On Fri, Oct 20, 2023 at 1:17 AM Thomas Munro <thomas.munro@gmail.com> wrote:
> > I take that back: there is a palloc() under RelationTruncate(). DNLGTM.
>
> Ooops, I should have quoted to the 0002 patch there.
>
> Hmm. We could teach md.c to do all its path manipulation in
> MAXPGPATH-sized output buffers but that still wouldn't be enough
> because it might decide to allocate more space for the array of
> segments, and I'm not even sure where in PostgreSQL we guarantee that
> everything that could appear here would fit in that. But that gives
> me an idea. It feels like a bit of a dirty hack, which could perhaps
> be made less dirty with some kind of function that includes the word
> 'ensure' in its name, but I think we can make md.c promise not to
> allocate anything before the next CFI with something like this:
Ugh. AFAICS the problems are confined to smgrtruncate() and within
that to the callback to smgr_truncate. As far as the rest of
smgrtruncate() is concerned, it seems like DropRelationBuffers() and
CacheInvalidateSmgr() are safe enough in a critical section, and the
other code directly inside RelationTruncate() looks OK, too.
But within mdtruncate(), we've got more than one problem, I think.
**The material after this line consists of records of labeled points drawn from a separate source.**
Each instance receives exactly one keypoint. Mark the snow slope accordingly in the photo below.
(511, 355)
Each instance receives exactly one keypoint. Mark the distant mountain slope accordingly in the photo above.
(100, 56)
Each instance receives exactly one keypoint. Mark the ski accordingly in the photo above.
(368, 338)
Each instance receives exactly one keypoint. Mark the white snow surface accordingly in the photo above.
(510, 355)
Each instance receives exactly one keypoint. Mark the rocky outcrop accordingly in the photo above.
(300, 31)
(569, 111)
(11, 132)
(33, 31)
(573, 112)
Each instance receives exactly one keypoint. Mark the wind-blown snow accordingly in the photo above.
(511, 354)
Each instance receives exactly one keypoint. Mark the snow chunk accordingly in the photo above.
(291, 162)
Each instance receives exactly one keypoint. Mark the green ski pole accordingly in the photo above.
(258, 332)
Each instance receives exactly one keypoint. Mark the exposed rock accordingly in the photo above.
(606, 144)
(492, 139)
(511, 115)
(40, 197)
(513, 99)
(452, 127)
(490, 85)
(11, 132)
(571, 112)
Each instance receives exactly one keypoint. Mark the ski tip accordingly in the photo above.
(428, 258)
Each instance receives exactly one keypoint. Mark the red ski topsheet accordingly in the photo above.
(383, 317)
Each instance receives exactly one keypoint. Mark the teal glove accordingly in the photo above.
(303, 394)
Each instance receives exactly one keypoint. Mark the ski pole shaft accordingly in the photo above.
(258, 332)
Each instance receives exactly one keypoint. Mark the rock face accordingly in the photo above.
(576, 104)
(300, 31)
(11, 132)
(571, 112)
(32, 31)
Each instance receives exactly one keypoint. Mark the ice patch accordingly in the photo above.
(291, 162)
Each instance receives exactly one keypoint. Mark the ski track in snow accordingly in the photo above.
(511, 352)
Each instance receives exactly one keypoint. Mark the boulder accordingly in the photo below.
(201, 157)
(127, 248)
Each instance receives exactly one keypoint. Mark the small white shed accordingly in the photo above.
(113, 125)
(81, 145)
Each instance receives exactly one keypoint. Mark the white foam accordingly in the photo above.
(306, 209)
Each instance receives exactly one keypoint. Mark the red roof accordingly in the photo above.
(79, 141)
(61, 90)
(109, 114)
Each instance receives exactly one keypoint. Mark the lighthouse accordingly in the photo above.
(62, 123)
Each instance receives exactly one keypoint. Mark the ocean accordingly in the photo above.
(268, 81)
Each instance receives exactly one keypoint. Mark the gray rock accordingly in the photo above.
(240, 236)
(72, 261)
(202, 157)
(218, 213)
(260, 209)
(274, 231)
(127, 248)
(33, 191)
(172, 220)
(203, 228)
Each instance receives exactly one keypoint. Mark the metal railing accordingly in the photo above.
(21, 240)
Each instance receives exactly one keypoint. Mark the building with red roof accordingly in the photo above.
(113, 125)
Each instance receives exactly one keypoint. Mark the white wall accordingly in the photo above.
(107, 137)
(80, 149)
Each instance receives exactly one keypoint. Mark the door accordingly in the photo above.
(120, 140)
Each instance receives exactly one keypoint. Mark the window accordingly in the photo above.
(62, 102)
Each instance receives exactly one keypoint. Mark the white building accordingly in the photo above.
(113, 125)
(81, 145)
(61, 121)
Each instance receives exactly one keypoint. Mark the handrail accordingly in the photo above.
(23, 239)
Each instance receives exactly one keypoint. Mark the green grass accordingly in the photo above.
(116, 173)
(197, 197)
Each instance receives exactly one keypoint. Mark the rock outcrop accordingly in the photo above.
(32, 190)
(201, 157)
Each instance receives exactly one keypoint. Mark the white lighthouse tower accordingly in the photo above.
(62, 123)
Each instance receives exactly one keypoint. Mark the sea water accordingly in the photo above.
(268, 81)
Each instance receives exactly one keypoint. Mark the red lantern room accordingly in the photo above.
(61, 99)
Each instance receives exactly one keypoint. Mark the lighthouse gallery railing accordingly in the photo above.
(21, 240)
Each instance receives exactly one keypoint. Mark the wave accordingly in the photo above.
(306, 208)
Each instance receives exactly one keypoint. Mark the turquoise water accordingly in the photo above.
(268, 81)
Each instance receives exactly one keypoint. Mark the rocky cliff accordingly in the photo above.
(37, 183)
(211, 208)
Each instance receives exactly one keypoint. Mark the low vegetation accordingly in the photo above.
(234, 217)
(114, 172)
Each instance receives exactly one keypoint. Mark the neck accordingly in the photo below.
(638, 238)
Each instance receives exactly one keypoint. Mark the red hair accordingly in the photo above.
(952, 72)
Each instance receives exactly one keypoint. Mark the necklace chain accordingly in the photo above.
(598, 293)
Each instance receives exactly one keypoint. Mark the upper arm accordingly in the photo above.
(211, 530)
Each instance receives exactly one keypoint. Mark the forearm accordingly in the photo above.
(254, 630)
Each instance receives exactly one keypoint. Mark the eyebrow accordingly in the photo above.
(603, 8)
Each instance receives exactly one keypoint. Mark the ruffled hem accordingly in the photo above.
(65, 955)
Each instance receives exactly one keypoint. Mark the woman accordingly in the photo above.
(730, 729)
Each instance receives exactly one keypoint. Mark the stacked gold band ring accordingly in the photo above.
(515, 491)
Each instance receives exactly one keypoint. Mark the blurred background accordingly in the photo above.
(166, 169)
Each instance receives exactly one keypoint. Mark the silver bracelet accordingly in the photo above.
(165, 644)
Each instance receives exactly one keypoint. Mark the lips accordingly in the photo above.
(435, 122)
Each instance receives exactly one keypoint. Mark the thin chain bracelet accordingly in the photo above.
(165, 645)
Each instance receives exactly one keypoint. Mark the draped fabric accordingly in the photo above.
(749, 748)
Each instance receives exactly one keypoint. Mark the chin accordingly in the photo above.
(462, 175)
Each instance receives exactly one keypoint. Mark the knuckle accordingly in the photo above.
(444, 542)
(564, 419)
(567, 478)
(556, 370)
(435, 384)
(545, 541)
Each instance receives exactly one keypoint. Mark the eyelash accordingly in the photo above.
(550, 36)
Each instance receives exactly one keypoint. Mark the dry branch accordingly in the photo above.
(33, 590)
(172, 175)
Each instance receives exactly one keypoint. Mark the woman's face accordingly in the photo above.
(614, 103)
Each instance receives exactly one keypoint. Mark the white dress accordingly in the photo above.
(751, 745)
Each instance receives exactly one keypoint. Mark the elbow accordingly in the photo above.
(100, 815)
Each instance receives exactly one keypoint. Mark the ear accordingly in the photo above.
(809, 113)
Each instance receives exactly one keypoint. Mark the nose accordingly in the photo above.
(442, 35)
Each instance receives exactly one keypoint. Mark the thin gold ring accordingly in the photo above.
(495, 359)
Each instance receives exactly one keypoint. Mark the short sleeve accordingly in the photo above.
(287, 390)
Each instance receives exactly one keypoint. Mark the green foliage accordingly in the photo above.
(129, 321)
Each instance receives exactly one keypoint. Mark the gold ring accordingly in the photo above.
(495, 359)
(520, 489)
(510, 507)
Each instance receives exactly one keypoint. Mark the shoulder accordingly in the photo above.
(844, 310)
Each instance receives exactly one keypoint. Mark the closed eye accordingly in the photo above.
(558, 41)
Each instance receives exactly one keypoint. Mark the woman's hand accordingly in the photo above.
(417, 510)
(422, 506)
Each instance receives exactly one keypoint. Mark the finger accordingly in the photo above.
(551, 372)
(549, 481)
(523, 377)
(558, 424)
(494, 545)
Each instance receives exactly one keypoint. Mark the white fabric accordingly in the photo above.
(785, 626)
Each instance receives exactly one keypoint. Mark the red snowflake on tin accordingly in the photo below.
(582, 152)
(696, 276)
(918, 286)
mdnblocks() is a problem because of the reason that you mention, but
register_dirty_segment() doesn't look totally safe either, because it
can call RegisterSyncRequest() which, in a standalone backend, can
call RememberSyncRequest().
In general, it seems like it would be a lot nicer if we were doing a
lot less stuff inside the critical section here. So I think you're
right that we need some refactoring. Maybe smgr_prepare_truncate() and
smgr_execute_truncate() or something like that. I wonder if we could
actually register the dirty segment in the "prepare" phase - is it bad
if we register a dirty segment before actually dirtying it? And maybe
even CacheInvalidateSmgr() could be done at that stage? It seems
pretty clear that dropping the dirty buffers and actually truncating
the relation on disk need to happen after we've entered the critical
section, because if we fail after doing the former, we've thrown away
dirty data in anticipation of performing an operation that didn't
happen, and if we fail when attempting the latter, primaries and
standbys diverge and the originally-reported bug on this thread
happens. But we'd like to move as much other stuff as we can out of
that critical section.
--
Robert Haas
EDB: http://www.enterprisedb.com